MBSRの核となるのは、「今この瞬間に意識を向け、評価せずに観る」マインドフルネスの姿勢です。8週間のプログラムでは、ボディスキャン、坐禅、ヨーガ、歩行瞑想など、さまざまな実践を通して、日常のストレス反応に気づき、それに巻き込まれずに対処する力を育てます。自分の呼吸や身体、思考、感情に優しく注意を向けることで、反応的な習慣から距離をとり、より意図的な選択ができるようになるのです。
MBSRの特徴は、宗教色を排し、医学・心理学的な研究に基づいた実践である点です。実際に、慢性疼痛、不安、うつ、睡眠障害、がん患者の心理支援など、幅広い領域で効果が実証されており、医療機関や教育現場でも導入が進んでいます。また、MBSRはマインドフルネスの世界的広がりの原点となったプログラムでもあり、現在の多くのマインドフルネス療法(MBCT、ACTなど)の基盤にもなっています。

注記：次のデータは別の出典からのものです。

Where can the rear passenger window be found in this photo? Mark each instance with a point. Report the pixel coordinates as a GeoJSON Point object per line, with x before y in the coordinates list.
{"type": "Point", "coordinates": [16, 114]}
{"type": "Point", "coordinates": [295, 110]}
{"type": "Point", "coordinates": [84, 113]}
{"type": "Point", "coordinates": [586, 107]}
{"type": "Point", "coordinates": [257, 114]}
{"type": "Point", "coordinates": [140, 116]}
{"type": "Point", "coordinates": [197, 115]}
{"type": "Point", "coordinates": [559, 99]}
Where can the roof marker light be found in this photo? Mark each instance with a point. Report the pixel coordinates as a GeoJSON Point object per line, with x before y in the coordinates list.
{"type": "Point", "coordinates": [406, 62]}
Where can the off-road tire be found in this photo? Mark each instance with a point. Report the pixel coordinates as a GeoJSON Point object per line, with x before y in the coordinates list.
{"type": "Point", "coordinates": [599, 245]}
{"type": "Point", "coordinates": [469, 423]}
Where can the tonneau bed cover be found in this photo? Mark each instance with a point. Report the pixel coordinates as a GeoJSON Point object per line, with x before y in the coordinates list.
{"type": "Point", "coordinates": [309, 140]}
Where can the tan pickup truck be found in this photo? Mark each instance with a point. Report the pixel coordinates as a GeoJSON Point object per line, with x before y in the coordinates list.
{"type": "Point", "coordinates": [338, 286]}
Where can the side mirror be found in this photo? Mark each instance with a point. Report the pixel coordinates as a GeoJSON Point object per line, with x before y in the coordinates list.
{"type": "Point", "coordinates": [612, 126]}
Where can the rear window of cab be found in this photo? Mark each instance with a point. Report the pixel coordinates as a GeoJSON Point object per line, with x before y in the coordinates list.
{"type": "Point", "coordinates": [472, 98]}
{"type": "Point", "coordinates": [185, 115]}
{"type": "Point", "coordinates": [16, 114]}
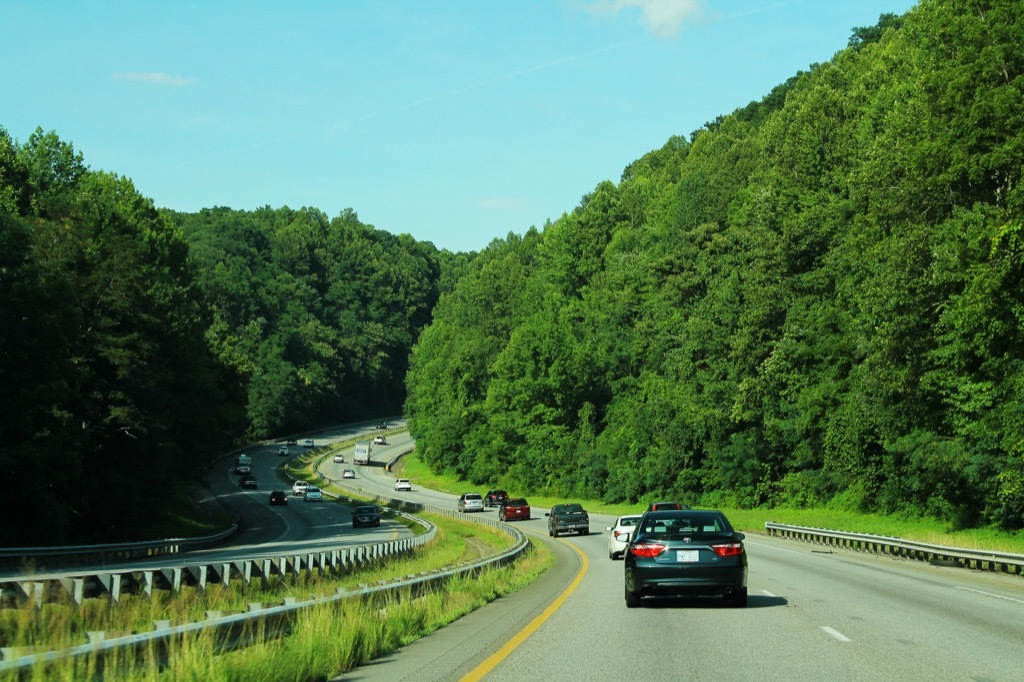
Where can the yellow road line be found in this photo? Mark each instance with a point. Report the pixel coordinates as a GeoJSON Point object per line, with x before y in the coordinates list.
{"type": "Point", "coordinates": [492, 662]}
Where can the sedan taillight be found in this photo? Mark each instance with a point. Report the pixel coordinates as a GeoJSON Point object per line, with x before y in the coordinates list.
{"type": "Point", "coordinates": [730, 549]}
{"type": "Point", "coordinates": [647, 549]}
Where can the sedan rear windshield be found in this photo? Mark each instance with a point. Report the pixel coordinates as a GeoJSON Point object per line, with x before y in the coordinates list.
{"type": "Point", "coordinates": [685, 522]}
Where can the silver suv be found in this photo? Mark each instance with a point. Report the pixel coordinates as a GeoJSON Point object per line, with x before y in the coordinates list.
{"type": "Point", "coordinates": [470, 502]}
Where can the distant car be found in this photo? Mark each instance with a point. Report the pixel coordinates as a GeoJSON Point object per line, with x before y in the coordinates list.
{"type": "Point", "coordinates": [495, 498]}
{"type": "Point", "coordinates": [685, 553]}
{"type": "Point", "coordinates": [513, 510]}
{"type": "Point", "coordinates": [366, 515]}
{"type": "Point", "coordinates": [470, 502]}
{"type": "Point", "coordinates": [662, 506]}
{"type": "Point", "coordinates": [619, 535]}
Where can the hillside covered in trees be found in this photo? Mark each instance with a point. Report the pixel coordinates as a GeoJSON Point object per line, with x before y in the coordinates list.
{"type": "Point", "coordinates": [814, 300]}
{"type": "Point", "coordinates": [137, 345]}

MBSRは、苦しみや不安を「取り除く」方法ではなく、「どう向き合い、受け入れ、共に生きるか」を学ぶ実践です。自分の内側にすでに備わっている気づきの力を目覚めさせ、穏やかで柔軟な心を育てる。それが、MBSRの本質だと言えるでしょう。
- 創始者:ジョン・カバット・ジン(Jon Kabat-Zinn)
- 特徴:医療と科学に基づいた8週間のマインドフルネス・プログラム。瞑想・ボディスキャン・ヨガなどを通じて、ストレス、慢性痛、心身の不調と向き合う。

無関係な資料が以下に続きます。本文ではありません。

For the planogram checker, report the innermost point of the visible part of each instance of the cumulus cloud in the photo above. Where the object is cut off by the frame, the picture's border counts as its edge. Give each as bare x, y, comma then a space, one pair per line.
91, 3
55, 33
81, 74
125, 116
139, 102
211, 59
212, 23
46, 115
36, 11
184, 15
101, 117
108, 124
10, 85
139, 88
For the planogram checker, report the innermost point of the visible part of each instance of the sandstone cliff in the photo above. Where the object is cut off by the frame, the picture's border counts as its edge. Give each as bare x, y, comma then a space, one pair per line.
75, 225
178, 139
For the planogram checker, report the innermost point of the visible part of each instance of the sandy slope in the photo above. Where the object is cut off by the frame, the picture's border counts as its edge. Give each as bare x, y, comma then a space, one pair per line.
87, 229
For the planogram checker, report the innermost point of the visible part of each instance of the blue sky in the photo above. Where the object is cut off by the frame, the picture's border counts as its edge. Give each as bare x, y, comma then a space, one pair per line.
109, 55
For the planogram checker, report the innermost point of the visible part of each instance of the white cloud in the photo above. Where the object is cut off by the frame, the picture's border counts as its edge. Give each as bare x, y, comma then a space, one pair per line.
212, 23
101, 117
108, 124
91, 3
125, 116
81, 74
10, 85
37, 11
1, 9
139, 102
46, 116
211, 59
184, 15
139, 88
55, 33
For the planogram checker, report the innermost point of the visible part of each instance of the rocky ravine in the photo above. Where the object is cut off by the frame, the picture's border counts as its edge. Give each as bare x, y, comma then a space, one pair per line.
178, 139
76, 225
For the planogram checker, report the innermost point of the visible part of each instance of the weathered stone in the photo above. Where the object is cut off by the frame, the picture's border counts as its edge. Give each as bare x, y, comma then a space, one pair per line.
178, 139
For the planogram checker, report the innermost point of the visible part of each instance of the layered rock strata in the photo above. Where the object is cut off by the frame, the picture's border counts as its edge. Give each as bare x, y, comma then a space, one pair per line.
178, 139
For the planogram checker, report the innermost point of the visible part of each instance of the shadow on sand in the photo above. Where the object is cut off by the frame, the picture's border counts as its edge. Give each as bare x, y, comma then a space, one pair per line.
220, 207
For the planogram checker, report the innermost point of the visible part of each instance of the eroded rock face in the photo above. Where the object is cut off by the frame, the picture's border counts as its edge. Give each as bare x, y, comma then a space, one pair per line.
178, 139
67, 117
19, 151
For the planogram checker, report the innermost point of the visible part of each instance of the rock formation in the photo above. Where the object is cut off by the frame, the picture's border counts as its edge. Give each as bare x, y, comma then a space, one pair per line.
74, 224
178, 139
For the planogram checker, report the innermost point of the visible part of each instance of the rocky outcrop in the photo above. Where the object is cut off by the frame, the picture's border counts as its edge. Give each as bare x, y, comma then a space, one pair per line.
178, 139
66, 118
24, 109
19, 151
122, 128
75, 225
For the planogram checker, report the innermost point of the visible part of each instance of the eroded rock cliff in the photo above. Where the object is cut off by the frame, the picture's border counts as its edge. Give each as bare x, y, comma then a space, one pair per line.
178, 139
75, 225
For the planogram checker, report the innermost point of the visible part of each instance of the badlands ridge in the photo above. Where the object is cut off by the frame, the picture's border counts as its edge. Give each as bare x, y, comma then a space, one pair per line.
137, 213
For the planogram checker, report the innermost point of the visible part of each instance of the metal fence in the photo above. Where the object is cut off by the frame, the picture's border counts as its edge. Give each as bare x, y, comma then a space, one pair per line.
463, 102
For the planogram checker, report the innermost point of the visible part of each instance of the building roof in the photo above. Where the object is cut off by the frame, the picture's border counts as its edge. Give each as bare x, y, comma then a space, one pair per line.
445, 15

- 対象:医療患者(がん、不眠、痛みなど)から一般の人まで幅広く応用。
📌現代マインドフルネスの基礎を築いた最も有名な体系。

2. MBCT(マインドフルネス認知療法)
Mindfulness-Based Cognitive Therapy
**MBCT(マインドフルネス認知療法)**は、うつ病の再発を防ぐために開発された心理療法で、マインドフルネスの実践と認知行動療法の要素を組み合わせたアプローチです。1990年代後半に、イギリスの心理学者ジョン・ティーズデール、マーク・ウィリアムズ、ジンダ・シーガルらによって開発されました。特に、うつ病から回復した人が再び落ち込む「再発のサイクル」を断ち切るために、有効な方法として世界中で注目を集めています。

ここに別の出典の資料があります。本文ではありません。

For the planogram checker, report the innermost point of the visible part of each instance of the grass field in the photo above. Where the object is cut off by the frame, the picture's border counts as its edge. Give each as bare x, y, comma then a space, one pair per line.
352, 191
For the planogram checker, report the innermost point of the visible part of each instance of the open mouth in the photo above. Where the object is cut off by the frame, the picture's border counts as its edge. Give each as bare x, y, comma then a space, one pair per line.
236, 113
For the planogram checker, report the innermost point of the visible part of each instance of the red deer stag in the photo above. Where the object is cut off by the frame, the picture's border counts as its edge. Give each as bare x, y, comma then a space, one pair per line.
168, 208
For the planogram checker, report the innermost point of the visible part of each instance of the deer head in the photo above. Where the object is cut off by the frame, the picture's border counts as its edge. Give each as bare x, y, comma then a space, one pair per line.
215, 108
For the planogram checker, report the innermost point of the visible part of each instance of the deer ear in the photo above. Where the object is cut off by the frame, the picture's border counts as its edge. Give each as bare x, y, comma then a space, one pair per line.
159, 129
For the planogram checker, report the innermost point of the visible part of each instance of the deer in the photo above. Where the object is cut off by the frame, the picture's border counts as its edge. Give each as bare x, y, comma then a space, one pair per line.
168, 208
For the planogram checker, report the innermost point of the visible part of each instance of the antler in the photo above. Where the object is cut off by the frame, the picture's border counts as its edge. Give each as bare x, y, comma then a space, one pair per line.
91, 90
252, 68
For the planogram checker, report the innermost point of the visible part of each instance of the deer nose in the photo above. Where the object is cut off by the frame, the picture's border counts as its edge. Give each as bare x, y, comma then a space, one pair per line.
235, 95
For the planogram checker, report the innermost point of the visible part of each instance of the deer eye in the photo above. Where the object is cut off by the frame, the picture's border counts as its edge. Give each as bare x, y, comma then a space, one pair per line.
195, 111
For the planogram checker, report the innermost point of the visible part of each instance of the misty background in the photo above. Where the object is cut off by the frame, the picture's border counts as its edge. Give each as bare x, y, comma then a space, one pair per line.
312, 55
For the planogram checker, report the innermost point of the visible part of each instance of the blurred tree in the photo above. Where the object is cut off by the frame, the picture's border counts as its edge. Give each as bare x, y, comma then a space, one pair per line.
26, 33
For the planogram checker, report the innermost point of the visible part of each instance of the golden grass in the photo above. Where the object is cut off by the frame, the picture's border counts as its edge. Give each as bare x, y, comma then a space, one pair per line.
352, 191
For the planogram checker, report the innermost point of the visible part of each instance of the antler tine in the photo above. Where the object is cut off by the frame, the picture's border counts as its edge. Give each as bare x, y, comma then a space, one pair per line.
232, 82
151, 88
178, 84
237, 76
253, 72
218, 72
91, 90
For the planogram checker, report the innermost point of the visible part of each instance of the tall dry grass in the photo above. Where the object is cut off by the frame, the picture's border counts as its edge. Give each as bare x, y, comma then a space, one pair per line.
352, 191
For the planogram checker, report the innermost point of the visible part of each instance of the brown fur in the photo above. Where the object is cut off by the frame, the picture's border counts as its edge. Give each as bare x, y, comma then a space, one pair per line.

MBCTの基本的な考え方は、「ネガティブな思考が浮かぶこと自体を止めようとするのではなく、その思考に気づき、巻き込まれずに距離をとる力を育てる」というものです。人は、気分が落ち込んでいるとき、「またダメだ」「どうせうまくいかない」といった自動的な思考にとらわれがちです。MBCTでは、こうした思考を“問題として解決すべきもの”ではなく、“ただの心の動き”として観察し、それにとらわれない新しい関わり方を身につけます。
具体的には、8週間のプログラムを通じて、ボディスキャンや呼吸瞑想、日常の中の気づきの練習などが行われます。また、従来の認知療法の技法も取り入れながら、気分や思考のパターンに気づくワークも組み込まれています。その結果、気分が下がったときに“自動操縦”でネガティブな思考に流されるのではなく、「今ここに戻る力」が養われます。
科学的研究でも、MBCTはうつ病の再発予防に高い効果を示しており、特に過去に3回以上うつ病を経験した人に対しては、薬物療法と同程度の効果があると報告されています。また、不安障害やストレス、慢性痛などへの応用も進められており、心の回復力(レジリエンス)を高める実践として評価されています。
MBCTは、「苦しみを完全に無くす」のではなく、「苦しみに対して新しい視点と態度を育てる」療法です。思考や感情に巻き込まれず、あるがままに気づく力。それこそが、再び心の嵐に巻き込まれないための土台となるのです。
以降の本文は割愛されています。